9-22. The $ 2 $-SAT problem is, given a Boolean formula in 2-conjunctive normal form (CNF), to decide whether the formula is satisfiable. $ 2 $-SAT is like $ 3 $-SAT, except that each clause can have only two literals. For example, the following formula is in $ 2 $-CNF: $ (x_1 \vee x_2) \wedge (\bar{x}_2 \vee x_3) \wedge (x_1 \vee \bar{x}_3) $ Give a polynomial-time algorithm to solve $ 2 $-SAT.

P=NP?

9-23. Show that the following problems are in NP:

1. Does graph $ G $ have a simple path (i.e., with no vertex repeated) of length $ k $?
2. Is integer $ n $ composite (i.e., not prime)?
3. Does graph $ G $ have a vertex cover of size $ k $?

(Solution 9.23)

9-24. It was a long open question whether the decision problem Is integer $ n $ a composite number, in other words, not prime? can be computed in time polynomial in the size of its input. Why doesn't the following algorithm suffice to prove it is in P, since it runs in $ O(n) $ time?

  PrimalityTesting($ n $)
     composite := $ false $
     for i := 2 to $ n-1 $ do
        if $ (n\,\bmod\,i) = 0 $ then
           composite := $ true $

Approximation Algorithms

9-25. In the maximum-satisfiability problem, we seek a truth assignment that satisfies as many clauses as possible. Give an heuristic that always satisfies at least half as many clauses as the optimal solution.

(Solution 9.25)

9-26. Consider the following heuristic for vertex cover. Construct a DFS tree of the graph, and delete all the leaves from this tree. What remains must be a vertex cover of the graph. Prove that the size of this cover is at most twice as large as optimal.

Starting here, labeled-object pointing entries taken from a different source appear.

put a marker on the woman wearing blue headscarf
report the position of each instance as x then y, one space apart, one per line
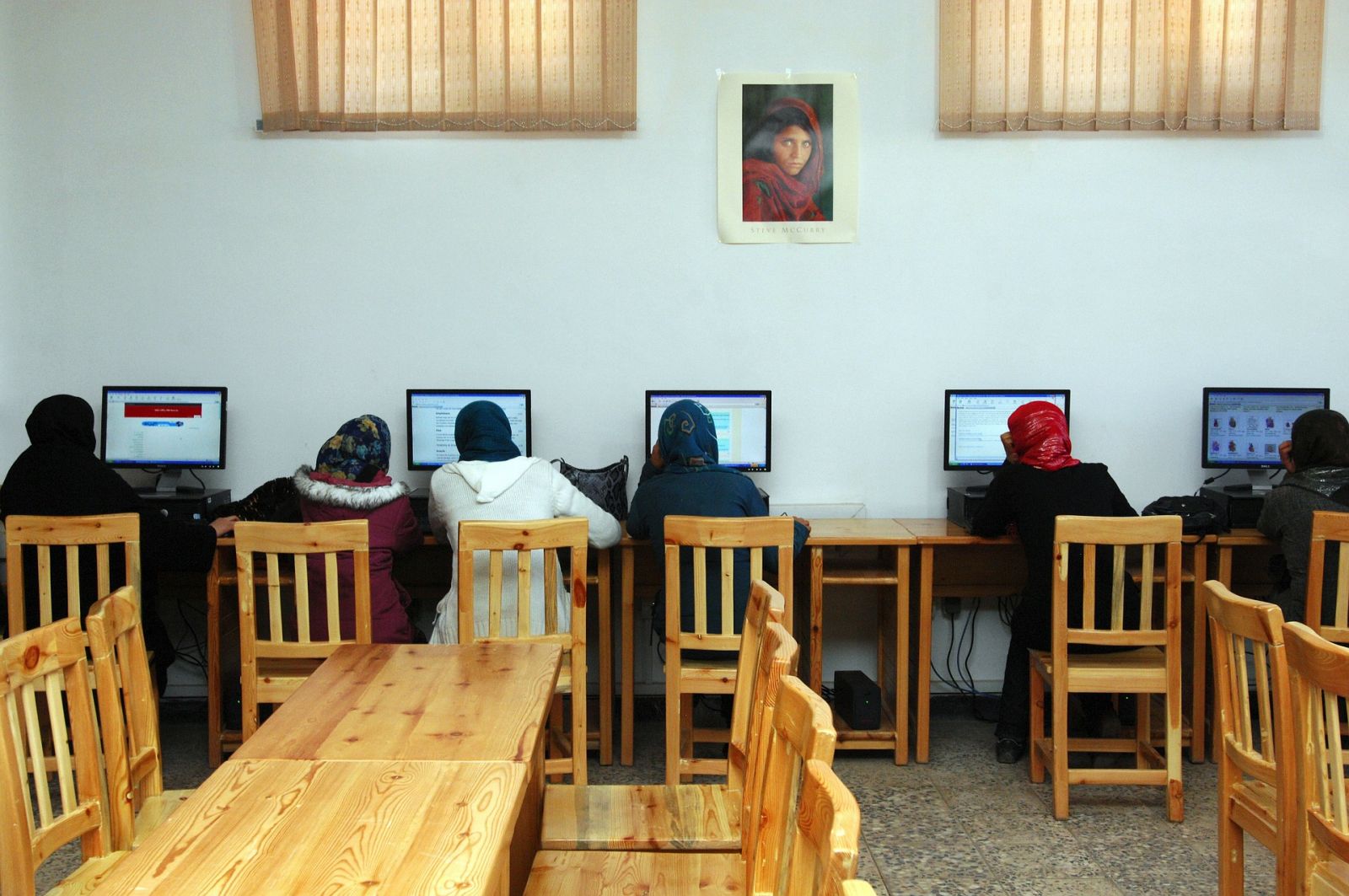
683 478
492 480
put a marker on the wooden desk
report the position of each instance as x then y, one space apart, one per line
223 574
308 826
895 543
416 702
996 567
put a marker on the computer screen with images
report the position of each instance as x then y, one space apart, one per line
744 424
164 427
431 421
1243 428
975 420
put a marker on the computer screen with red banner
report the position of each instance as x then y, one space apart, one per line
164 427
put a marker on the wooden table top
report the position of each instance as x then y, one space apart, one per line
416 702
858 532
292 826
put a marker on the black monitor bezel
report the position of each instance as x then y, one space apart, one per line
946 420
721 393
134 464
1250 390
479 393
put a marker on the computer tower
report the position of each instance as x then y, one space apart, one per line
857 700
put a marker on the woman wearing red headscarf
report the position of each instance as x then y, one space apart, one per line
784 164
1040 480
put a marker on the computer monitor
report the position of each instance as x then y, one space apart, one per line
431 421
172 427
975 420
1243 428
744 422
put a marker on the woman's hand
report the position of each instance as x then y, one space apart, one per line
1286 456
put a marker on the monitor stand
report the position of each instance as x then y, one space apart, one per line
170 482
1259 483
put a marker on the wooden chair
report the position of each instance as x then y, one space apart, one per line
1256 787
712 630
1319 673
273 666
687 817
825 844
72 534
130 721
524 539
1148 660
1328 527
802 729
53 655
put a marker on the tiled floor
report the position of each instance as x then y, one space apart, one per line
958 824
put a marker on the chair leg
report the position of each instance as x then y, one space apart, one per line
1036 727
1231 840
1175 790
1061 749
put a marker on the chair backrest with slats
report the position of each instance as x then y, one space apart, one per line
1329 534
67 550
127 713
35 824
1248 649
1124 626
825 842
1319 673
714 614
777 660
766 605
802 729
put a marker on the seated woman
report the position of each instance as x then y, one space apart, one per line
492 480
350 480
683 478
60 475
1040 480
1317 459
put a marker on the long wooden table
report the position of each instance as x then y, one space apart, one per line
395 768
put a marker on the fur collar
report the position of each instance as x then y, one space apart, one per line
348 496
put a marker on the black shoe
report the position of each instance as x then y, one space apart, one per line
1009 750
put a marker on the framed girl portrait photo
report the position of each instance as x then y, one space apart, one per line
787 158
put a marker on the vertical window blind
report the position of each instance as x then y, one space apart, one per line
447 65
1097 65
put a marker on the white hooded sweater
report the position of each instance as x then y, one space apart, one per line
517 489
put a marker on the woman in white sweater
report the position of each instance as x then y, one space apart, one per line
492 480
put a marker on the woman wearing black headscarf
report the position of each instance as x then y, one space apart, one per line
58 475
1317 459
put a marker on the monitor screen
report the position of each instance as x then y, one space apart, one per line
744 422
1243 428
164 427
975 420
431 421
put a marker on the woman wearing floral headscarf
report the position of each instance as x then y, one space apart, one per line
1040 480
350 480
683 478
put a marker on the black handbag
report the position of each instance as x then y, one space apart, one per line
606 486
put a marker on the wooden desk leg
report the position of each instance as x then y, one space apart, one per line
1200 656
213 721
901 656
924 671
606 660
627 640
816 619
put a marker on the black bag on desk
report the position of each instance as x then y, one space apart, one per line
1198 516
606 486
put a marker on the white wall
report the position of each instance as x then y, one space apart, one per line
148 233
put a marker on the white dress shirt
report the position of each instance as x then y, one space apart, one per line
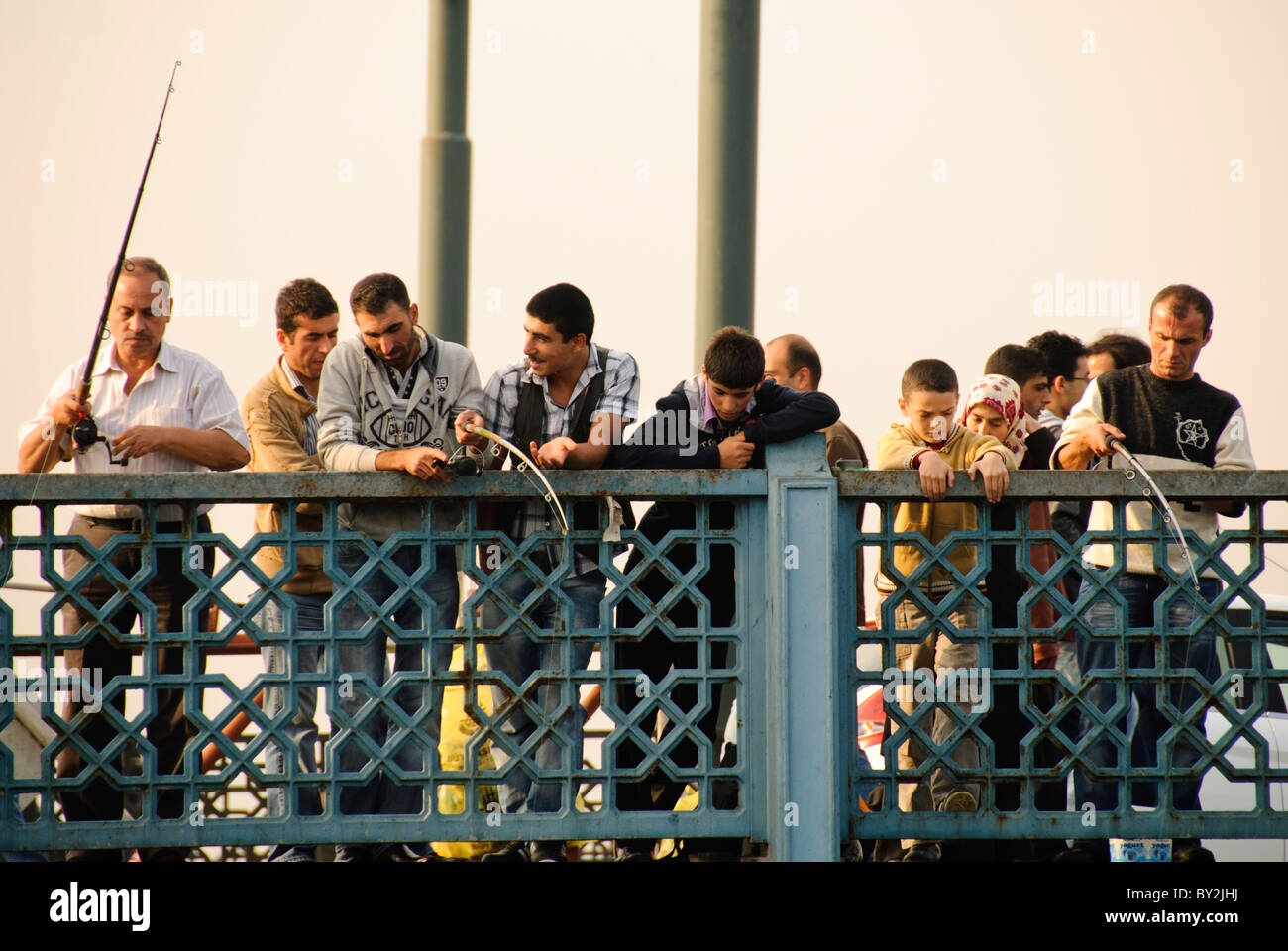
179 389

9-27. The maximum cut problem for a graph $ G=(V,E) $ seeks to partition the vertices $ V $ into disjoint sets $ A $ and $ B $ so as to maximize the number of edges $ (a,b) \in E $ such that $ a \in A $ and $ b \in B $. Consider the following heuristic for max cut. First assign $ v_1 $ to $ A $ and $ v_2 $ to $ B $. For each remaining vertex, assign it to the side that adds the most edges to the cut. Prove that this cut is at least half as large as the optimal cut.

(Solution 9.27)

9-28. In the bin-packing problem, we are given $ n $ items with weights $ w_1,w_2,...,w_n $, respectively. Our goal is to find the smallest number of bins that will hold the $ n $ objects, where each bin has capacity of at most one kilogram. The first-fit heuristic considers the objects in the order in which they are given. For each object, place it into first bin that has room for it. If no such bin exists, start a new bin. Prove that this heuristic uses at most twice as many bins as the optimal solution.

9-29. For the first-fit heuristic described just above, give an example where the packing it fits uses at least $ 5/3 $ times as many bins as optimal.

(Solution 9.29)

9-30. A vertex coloring of graph $ G=(V,E) $ is an assignment of colors to vertices of $ V $ such that each edge $ (x,y) $ implies that vertices $ x $ and $ y $ are assigned different colors. Give an algorithm for vertex coloring $ G $ using at most $ \Delta+1 $ colors, where $ \Delta $ is the maximum vertex degree of $ G $.